The FDA has approved Ortho Evra, the first skin patch for birth control. The prescription patch works by releasing hormones through the skin into the bloodstream to prevent pregnancy.
The square patch, just under two inches wide, consists of three layers. The hormones norelgestromin and ethinyl estradiol are embedded in the adhesive layer and are slowly released when the patch is applied to the skin.
Women using the product should apply it to the lower abdomen, buttocks or upper body, but not to the breasts. The patch is worn continuously for one week and then replaced with a new patch, for a total of three weeks of patch wear. During the fourth week, no patch is used, allowing the woman to have her menstrual period.
Like birth control pills, Ortho Evra is effective for pregnancy prevention when used as directed. The risks of using this product include an increased risk of blood clots, heart attack, and stroke. The product's warning label also notes that cigarette smoking increases the risk of serious cardiovascular side effects.
The FDA approved Ortho Evra following three worldwide clinical trials involving 4,578 women, of whom 3,319 used Ortho Evra. The other women in the trials used birth control pills.

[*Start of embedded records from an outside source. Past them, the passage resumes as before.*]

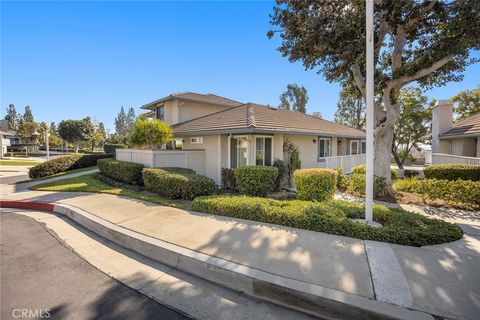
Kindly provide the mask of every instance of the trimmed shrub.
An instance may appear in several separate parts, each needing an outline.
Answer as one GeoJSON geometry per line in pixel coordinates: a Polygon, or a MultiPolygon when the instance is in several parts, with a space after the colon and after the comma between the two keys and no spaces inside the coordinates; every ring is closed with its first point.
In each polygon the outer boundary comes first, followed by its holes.
{"type": "Polygon", "coordinates": [[[30,168],[28,175],[32,179],[48,177],[63,171],[91,167],[97,164],[97,160],[111,157],[111,154],[74,154],[58,157],[30,168]]]}
{"type": "Polygon", "coordinates": [[[125,149],[126,147],[126,145],[120,143],[104,144],[103,150],[105,151],[105,153],[115,154],[115,150],[125,149]]]}
{"type": "Polygon", "coordinates": [[[439,180],[416,177],[400,179],[395,190],[420,193],[425,200],[441,199],[449,203],[461,203],[468,208],[480,207],[480,181],[439,180]]]}
{"type": "Polygon", "coordinates": [[[246,166],[235,169],[238,191],[248,196],[266,197],[272,190],[278,169],[270,166],[246,166]]]}
{"type": "Polygon", "coordinates": [[[380,205],[374,205],[373,219],[382,228],[356,223],[352,219],[363,219],[365,208],[351,201],[211,196],[196,198],[192,207],[195,211],[221,216],[408,246],[433,245],[462,237],[461,229],[454,224],[380,205]]]}
{"type": "Polygon", "coordinates": [[[480,181],[480,166],[470,164],[434,164],[423,173],[426,179],[480,181]]]}
{"type": "Polygon", "coordinates": [[[114,180],[134,186],[143,184],[143,164],[116,161],[113,159],[100,159],[98,160],[98,168],[100,169],[100,173],[114,180]]]}
{"type": "Polygon", "coordinates": [[[338,172],[333,169],[299,169],[293,177],[300,200],[329,200],[337,190],[338,172]]]}
{"type": "Polygon", "coordinates": [[[235,184],[235,169],[222,168],[222,186],[226,189],[237,189],[235,184]]]}
{"type": "Polygon", "coordinates": [[[147,190],[167,199],[191,200],[216,191],[212,179],[184,168],[146,168],[143,181],[147,190]]]}
{"type": "MultiPolygon", "coordinates": [[[[365,195],[365,174],[363,173],[352,173],[348,180],[347,191],[349,193],[358,193],[362,196],[365,195]]],[[[373,177],[373,196],[379,197],[385,194],[387,184],[385,178],[382,177],[373,177]]]]}

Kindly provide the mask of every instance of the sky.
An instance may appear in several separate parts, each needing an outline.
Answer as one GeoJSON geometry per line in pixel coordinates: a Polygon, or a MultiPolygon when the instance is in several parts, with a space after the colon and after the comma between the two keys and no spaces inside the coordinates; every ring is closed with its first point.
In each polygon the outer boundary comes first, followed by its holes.
{"type": "MultiPolygon", "coordinates": [[[[37,121],[91,116],[114,131],[121,106],[173,92],[214,93],[277,106],[287,84],[308,90],[308,113],[333,120],[340,87],[305,71],[269,40],[273,2],[1,2],[1,116],[10,103],[37,121]]],[[[480,84],[426,92],[447,99],[480,84]]]]}

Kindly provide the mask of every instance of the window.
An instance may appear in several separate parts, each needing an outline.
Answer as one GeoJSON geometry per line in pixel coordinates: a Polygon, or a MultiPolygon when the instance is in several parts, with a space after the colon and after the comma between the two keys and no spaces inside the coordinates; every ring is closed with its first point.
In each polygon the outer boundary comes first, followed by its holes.
{"type": "Polygon", "coordinates": [[[203,137],[190,138],[190,143],[191,144],[202,144],[203,143],[203,137]]]}
{"type": "Polygon", "coordinates": [[[350,140],[350,154],[359,153],[359,142],[358,140],[350,140]]]}
{"type": "Polygon", "coordinates": [[[330,138],[318,138],[318,157],[326,158],[332,155],[332,140],[330,138]]]}
{"type": "Polygon", "coordinates": [[[272,165],[272,138],[257,137],[255,139],[255,164],[257,166],[272,165]]]}
{"type": "Polygon", "coordinates": [[[156,116],[158,120],[165,121],[165,106],[159,106],[157,108],[156,116]]]}
{"type": "Polygon", "coordinates": [[[230,168],[247,165],[248,140],[244,137],[230,139],[230,168]]]}

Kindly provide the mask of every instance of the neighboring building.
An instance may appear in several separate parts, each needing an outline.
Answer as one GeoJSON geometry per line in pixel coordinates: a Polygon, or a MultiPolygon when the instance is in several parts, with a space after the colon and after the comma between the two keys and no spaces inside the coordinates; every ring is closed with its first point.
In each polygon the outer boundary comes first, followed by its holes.
{"type": "Polygon", "coordinates": [[[432,153],[480,157],[480,113],[453,121],[453,105],[440,100],[432,113],[432,153]]]}
{"type": "Polygon", "coordinates": [[[271,165],[275,159],[284,159],[287,140],[297,146],[304,168],[347,165],[348,171],[365,161],[363,131],[295,111],[191,92],[172,94],[142,108],[172,126],[174,139],[168,149],[182,152],[159,151],[152,156],[117,149],[119,160],[154,167],[188,166],[218,184],[221,168],[271,165]],[[191,158],[186,151],[191,151],[191,158]]]}
{"type": "Polygon", "coordinates": [[[17,132],[15,130],[11,130],[8,128],[8,121],[7,120],[0,120],[0,145],[2,149],[1,157],[7,153],[7,147],[11,145],[10,138],[11,136],[16,135],[17,132]]]}

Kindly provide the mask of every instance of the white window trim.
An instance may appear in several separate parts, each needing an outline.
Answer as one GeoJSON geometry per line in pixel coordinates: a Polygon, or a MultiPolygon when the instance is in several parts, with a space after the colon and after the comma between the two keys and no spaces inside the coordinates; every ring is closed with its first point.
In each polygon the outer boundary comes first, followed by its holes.
{"type": "Polygon", "coordinates": [[[319,159],[325,159],[325,158],[328,158],[328,157],[331,157],[332,156],[332,138],[326,138],[326,137],[318,137],[318,151],[317,151],[317,155],[318,155],[318,158],[319,159]],[[320,157],[320,141],[321,140],[328,140],[330,141],[330,143],[328,144],[330,150],[328,150],[328,154],[329,156],[328,157],[320,157]]]}
{"type": "Polygon", "coordinates": [[[360,154],[360,151],[361,151],[361,144],[360,144],[360,140],[350,140],[350,155],[359,155],[360,154]],[[352,144],[353,142],[356,142],[357,143],[357,153],[356,154],[353,154],[352,153],[352,144]]]}
{"type": "Polygon", "coordinates": [[[263,138],[263,166],[265,165],[265,138],[270,138],[272,139],[272,143],[271,143],[271,152],[270,152],[270,159],[272,159],[272,165],[273,165],[273,136],[253,136],[254,140],[255,140],[255,159],[254,159],[254,165],[257,165],[257,138],[263,138]]]}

The trials demonstrated that that women were able to follow the weekly patch application and changing regimen. About 5 percent of the women had at least one patch that did not stay attached to their skin. About 2 percent withdrew from the trial due to skin irritation from the patch. The product appeared to be less effective in women weighing more than 198 pounds.
Ortho Evra was developed by R. W. Johnson Pharmaceutical Research Institute and is marketed by Ortho-McNeil Pharmaceutical Inc., Raritan, N.J. The product is sold in packages of three patches for the monthly cycle of use.